12 Ago (Reuters) - O presidente dos EUA, Donald Trump, assinou nesta quarta-feira um memorando que, segundo a Casa Branca, tem como objetivo capacitar as autoridades federais a utilizar ferramentas cibernéticas contra organizações criminosas transnacionais que operam em jurisdições estrangeiras para atacar cidadãos norte-americanos.

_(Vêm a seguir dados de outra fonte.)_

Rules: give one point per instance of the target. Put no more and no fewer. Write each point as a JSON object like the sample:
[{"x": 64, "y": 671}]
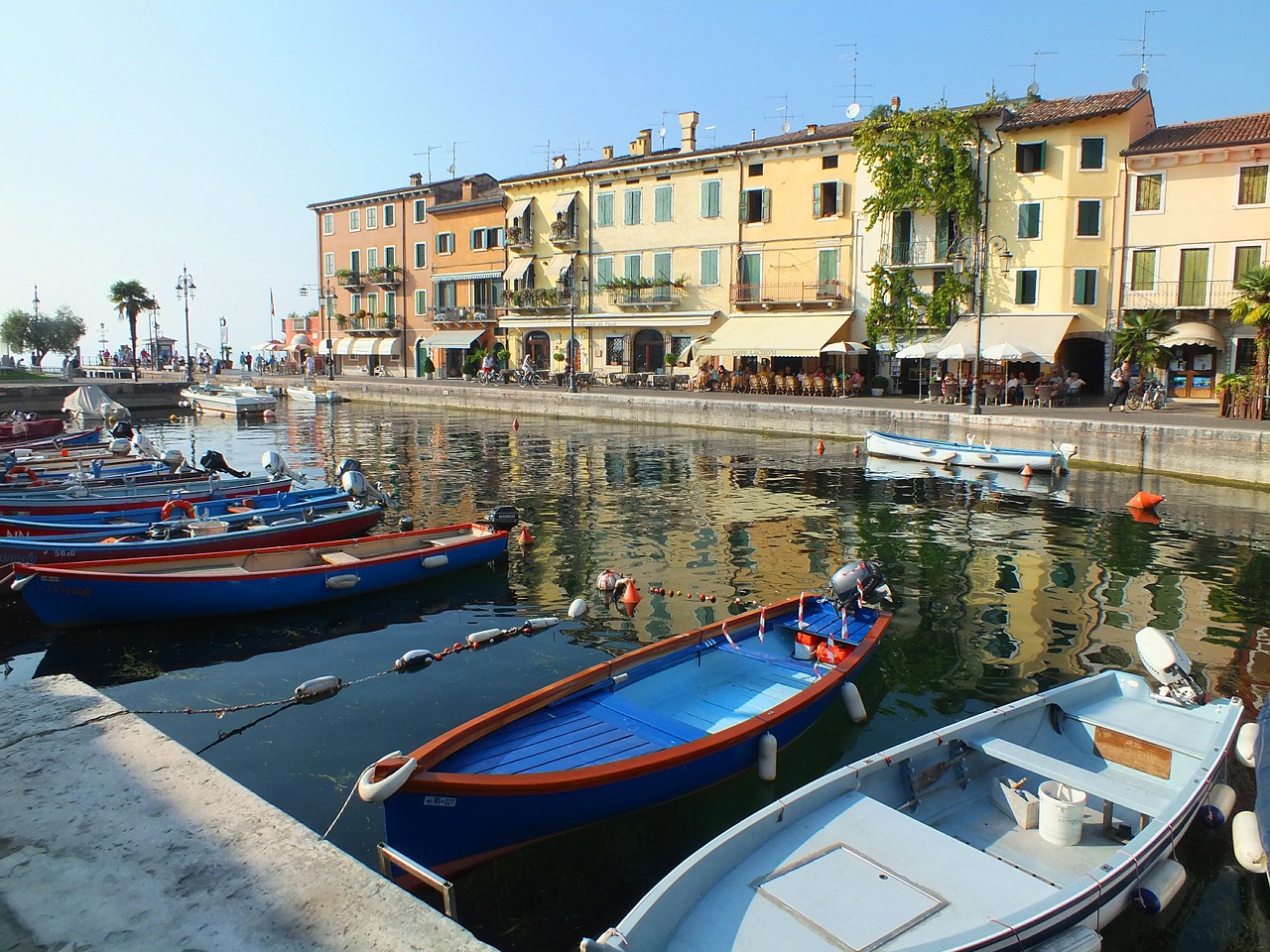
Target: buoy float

Trump assinou o memorando presidencial de segurança nacional instruindo seu governo a “aproveitar a capacidade e a inovação do setor privado para ajudar a conduzir essas operações cibernéticas sob a direção, o controle e a autoridade do governo dos EUA”, informou a Casa Branca.

A Casa Branca, em um documento informativo sobre o memorando, citou ataques de ransomware, fraudes financeiras e outros crimes perpetrados por organizações criminosas sediadas no exterior, referidas no memorando como “organizações criminosas transnacionais”.

O memorando cria uma estrutura que incentiva empresas do setor privado a celebrar acordos com outras entidades privadas, bem como com órgãos federais, estaduais, locais e territoriais, para coletar informações sobre ameaças relacionadas a organizações criminosas transnacionais e propor operações cibernéticas para combater essas ameaças, acrescentou a Casa Branca.

O memorando instrui o Departamento de Segurança Interna (DHS), por meio do Centro Nacional de Coordenação da Força-Tarefa de Segurança Interna, a criar um programa “para conduzir operações cibernéticas específicas que desarticulem organizações criminosas transnacionais estrangeiras”, que será supervisionado pelo DHS e pelo Departamento de Justiça.

Sob a supervisão do governo federal, as empresas participantes, uma vez avaliadas, realizarão “operações de vigilância cibernética” e “operações de efeitos cibernéticos” contra alvos específicos, de acordo com o memorando.

“Efeitos cibernéticos incluem a potencial manipulação, interrupção, negação, degradação ou destruição de sistemas de informação, redes, infraestrutura física ou virtual controlada por sistemas de informação, ou informações nela contidas”, de acordo com o memorando.

As empresas participantes terão que manter uma garantia ou depósito em conta de garantia de pelo menos US$1 milhão, de acordo com o memorando.

A ideia de empresas do setor privado participarem de operações cibernéticas contra alvos criminosos e outros não é nova e já foi alvo de controvérsia no passado, devido a temores de escalada, consequências indesejadas e problemas de coordenação entre órgãos.

O DHS e a Casa Branca não responderam imediatamente aos pedidos de mais detalhes sobre o programa.

(Reportagem de Ryan Patrick Jones, Ismail Shakil e AJ Vicens)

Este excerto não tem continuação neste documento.